Patients who are treated for hairy cell leukemia should have a bone marrow biopsy performed following treatment to determine if a complete response (eradication of all evidence of hairy cell leukemia) has been achieved. Among patients who have achieved a complete response, it is not unusual to find minimal residual disease (MRD) if more sophisticated studies are done to detect a small amount of hairy cells not visible under the regular microscope. Minimal residual disease may be one reason that some patients ultimately relapse.

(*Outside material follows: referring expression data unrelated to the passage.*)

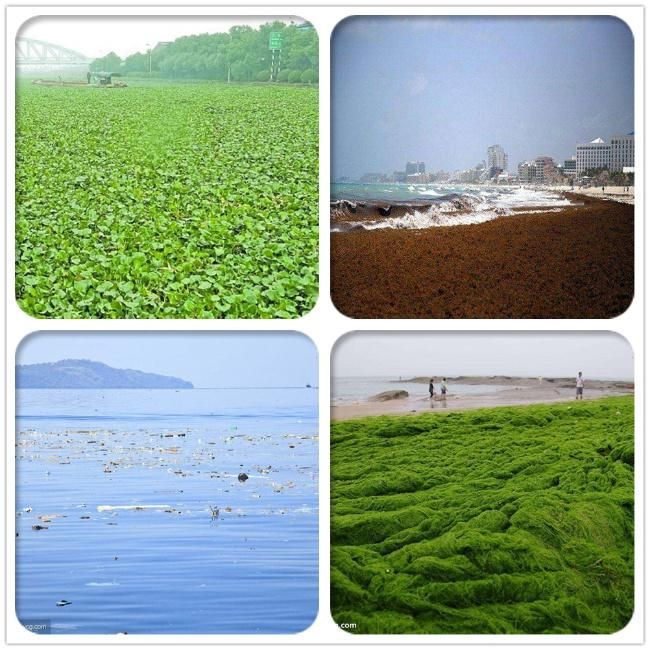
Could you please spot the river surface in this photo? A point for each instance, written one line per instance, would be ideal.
(177, 567)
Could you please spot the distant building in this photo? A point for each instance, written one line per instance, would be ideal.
(545, 170)
(622, 152)
(373, 177)
(497, 160)
(593, 155)
(526, 171)
(441, 176)
(569, 167)
(414, 168)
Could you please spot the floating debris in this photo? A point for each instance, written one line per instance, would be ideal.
(138, 507)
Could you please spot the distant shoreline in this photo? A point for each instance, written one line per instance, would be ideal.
(516, 392)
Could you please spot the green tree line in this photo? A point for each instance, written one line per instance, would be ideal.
(241, 54)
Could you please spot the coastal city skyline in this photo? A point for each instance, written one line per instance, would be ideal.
(615, 155)
(441, 89)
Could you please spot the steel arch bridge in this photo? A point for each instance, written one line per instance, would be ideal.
(32, 52)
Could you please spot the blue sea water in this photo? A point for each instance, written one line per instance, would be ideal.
(176, 568)
(435, 205)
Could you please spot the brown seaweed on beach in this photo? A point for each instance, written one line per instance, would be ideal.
(575, 263)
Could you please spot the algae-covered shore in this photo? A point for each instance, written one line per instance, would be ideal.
(515, 520)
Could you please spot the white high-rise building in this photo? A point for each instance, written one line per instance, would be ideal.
(622, 152)
(497, 160)
(596, 154)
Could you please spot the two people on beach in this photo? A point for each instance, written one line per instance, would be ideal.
(443, 389)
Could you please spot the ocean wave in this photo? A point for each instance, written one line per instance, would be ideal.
(448, 209)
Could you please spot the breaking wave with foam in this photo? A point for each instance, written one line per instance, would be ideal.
(452, 207)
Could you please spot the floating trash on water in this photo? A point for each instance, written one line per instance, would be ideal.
(139, 507)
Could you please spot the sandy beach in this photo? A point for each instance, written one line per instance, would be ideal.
(573, 262)
(516, 391)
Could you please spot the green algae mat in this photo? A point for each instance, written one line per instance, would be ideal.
(162, 200)
(514, 520)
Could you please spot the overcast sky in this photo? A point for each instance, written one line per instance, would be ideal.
(519, 354)
(96, 36)
(207, 359)
(442, 89)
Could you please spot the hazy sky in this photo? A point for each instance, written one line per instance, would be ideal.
(523, 354)
(206, 359)
(442, 89)
(96, 36)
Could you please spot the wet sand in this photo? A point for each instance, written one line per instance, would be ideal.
(516, 391)
(577, 262)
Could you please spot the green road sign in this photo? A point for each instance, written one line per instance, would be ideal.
(275, 41)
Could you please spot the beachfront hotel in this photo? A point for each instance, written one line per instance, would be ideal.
(622, 155)
(596, 154)
(497, 160)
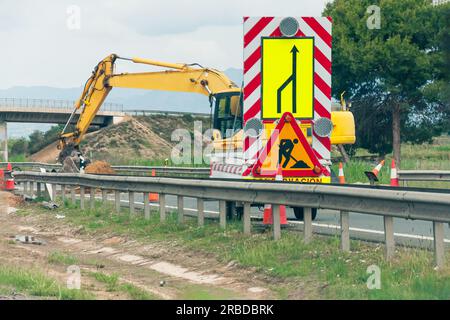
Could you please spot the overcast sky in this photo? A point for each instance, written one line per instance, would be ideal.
(41, 44)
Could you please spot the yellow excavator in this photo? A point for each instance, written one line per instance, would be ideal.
(224, 95)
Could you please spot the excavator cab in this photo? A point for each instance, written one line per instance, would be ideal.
(227, 112)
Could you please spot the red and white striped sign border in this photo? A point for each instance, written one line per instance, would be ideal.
(257, 27)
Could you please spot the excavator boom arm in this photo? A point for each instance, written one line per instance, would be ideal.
(178, 77)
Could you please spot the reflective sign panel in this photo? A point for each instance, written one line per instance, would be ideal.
(287, 83)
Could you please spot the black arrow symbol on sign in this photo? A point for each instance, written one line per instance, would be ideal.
(292, 78)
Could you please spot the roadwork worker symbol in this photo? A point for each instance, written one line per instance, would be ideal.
(287, 78)
(285, 156)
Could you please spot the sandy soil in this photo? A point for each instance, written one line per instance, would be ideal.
(185, 273)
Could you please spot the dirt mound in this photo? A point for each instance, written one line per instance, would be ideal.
(100, 167)
(134, 139)
(48, 155)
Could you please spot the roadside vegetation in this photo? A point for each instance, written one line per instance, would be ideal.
(328, 272)
(34, 284)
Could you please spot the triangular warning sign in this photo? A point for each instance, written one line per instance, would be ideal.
(288, 148)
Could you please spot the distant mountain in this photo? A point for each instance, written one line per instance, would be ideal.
(130, 98)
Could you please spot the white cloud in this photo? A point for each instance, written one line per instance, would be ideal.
(39, 49)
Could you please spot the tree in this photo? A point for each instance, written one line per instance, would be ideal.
(391, 72)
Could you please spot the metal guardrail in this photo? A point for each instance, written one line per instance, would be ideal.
(162, 170)
(424, 175)
(51, 103)
(142, 112)
(140, 170)
(426, 206)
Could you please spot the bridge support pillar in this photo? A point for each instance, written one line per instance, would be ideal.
(4, 141)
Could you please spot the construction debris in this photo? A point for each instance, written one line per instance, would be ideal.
(26, 239)
(49, 205)
(99, 167)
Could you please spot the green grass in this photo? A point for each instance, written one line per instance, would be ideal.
(62, 258)
(342, 275)
(113, 285)
(435, 156)
(17, 158)
(33, 283)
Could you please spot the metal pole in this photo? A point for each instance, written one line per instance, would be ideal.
(276, 222)
(201, 212)
(246, 219)
(222, 214)
(439, 250)
(146, 206)
(180, 207)
(82, 198)
(63, 194)
(307, 223)
(117, 200)
(345, 231)
(92, 198)
(72, 194)
(389, 237)
(162, 207)
(131, 202)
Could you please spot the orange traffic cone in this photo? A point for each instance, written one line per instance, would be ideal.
(341, 174)
(394, 176)
(373, 175)
(153, 197)
(268, 214)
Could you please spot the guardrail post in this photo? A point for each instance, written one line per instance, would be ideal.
(38, 189)
(72, 194)
(439, 246)
(345, 231)
(92, 198)
(222, 214)
(246, 219)
(63, 194)
(82, 197)
(162, 207)
(131, 202)
(146, 206)
(117, 200)
(201, 212)
(389, 237)
(307, 224)
(276, 222)
(53, 192)
(180, 207)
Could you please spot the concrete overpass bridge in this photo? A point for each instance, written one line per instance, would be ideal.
(48, 111)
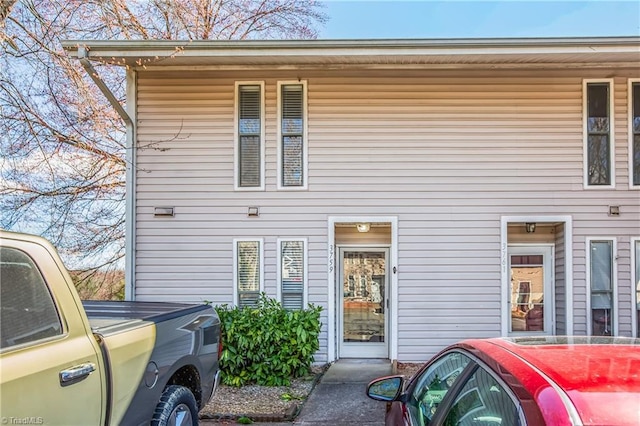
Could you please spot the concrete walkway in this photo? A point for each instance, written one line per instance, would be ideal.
(339, 398)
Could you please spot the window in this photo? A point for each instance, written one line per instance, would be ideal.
(634, 133)
(27, 310)
(292, 135)
(293, 273)
(483, 400)
(249, 152)
(248, 275)
(601, 279)
(635, 248)
(598, 135)
(432, 386)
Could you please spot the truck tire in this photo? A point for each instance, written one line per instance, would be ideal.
(177, 407)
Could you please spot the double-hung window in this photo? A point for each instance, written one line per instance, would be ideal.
(292, 273)
(635, 281)
(292, 135)
(601, 279)
(248, 274)
(598, 134)
(249, 130)
(634, 133)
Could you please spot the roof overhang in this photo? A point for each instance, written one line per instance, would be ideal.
(418, 53)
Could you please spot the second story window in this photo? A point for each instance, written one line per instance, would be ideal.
(292, 150)
(598, 134)
(249, 152)
(634, 136)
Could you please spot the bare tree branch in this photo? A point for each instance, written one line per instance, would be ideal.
(63, 163)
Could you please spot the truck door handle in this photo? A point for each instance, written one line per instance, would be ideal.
(75, 374)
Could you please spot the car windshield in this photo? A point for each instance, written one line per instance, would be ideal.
(432, 386)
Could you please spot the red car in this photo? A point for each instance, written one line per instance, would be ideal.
(522, 381)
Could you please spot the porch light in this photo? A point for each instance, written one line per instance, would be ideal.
(253, 212)
(363, 227)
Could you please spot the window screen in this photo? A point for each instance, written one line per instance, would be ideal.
(292, 263)
(598, 134)
(248, 272)
(27, 310)
(292, 134)
(635, 129)
(601, 278)
(249, 131)
(636, 284)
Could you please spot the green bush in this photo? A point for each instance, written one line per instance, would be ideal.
(267, 345)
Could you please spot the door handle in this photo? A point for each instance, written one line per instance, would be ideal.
(75, 374)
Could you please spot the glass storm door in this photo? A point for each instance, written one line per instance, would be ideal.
(531, 291)
(363, 303)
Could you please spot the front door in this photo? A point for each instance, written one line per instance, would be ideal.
(531, 290)
(363, 288)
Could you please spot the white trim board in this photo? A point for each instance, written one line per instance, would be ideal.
(635, 280)
(630, 122)
(130, 185)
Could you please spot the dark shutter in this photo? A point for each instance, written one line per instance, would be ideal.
(249, 130)
(292, 256)
(292, 135)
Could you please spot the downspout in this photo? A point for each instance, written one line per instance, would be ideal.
(83, 57)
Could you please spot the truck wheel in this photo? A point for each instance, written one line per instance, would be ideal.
(177, 407)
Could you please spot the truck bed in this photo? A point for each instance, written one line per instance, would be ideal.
(109, 317)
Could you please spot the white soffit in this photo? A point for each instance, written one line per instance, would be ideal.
(623, 51)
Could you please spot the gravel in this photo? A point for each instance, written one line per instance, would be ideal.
(272, 404)
(261, 403)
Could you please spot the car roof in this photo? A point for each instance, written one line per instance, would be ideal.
(600, 375)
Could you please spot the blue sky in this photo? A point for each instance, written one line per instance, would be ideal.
(462, 19)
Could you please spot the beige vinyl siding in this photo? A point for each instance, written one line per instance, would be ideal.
(447, 152)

Patients are usually followed quarterly after they have completed therapy. Routine blood counts are obtained to ensure that the remission is being maintained. If blood counts show a decline, a repeat bone marrow may be obtained to see if the disease is relapsing by identifying a small amount of recurrent hairy cells. Immunophenotyping studies (looking for certain markers on the surface of the lymphocytes to identify hairy cells) may be done to look for a small amount of recurrent hairy cells.

If relapse has been documented, careful consideration is given to decide if and when to re-initiate treatment. Just as there is a watchful waiting approach at the time of initial diagnosis, a similar strategy may be followed in patients who have a small amount of recurrent hairy cells, but are without symptoms. A small decline in the blood counts may not be sufficient to warrant re-treatment since often this disease is slow-growing. However, there is an advantage to re-starting therapy before the counts deteriorate to very low dangerous levels.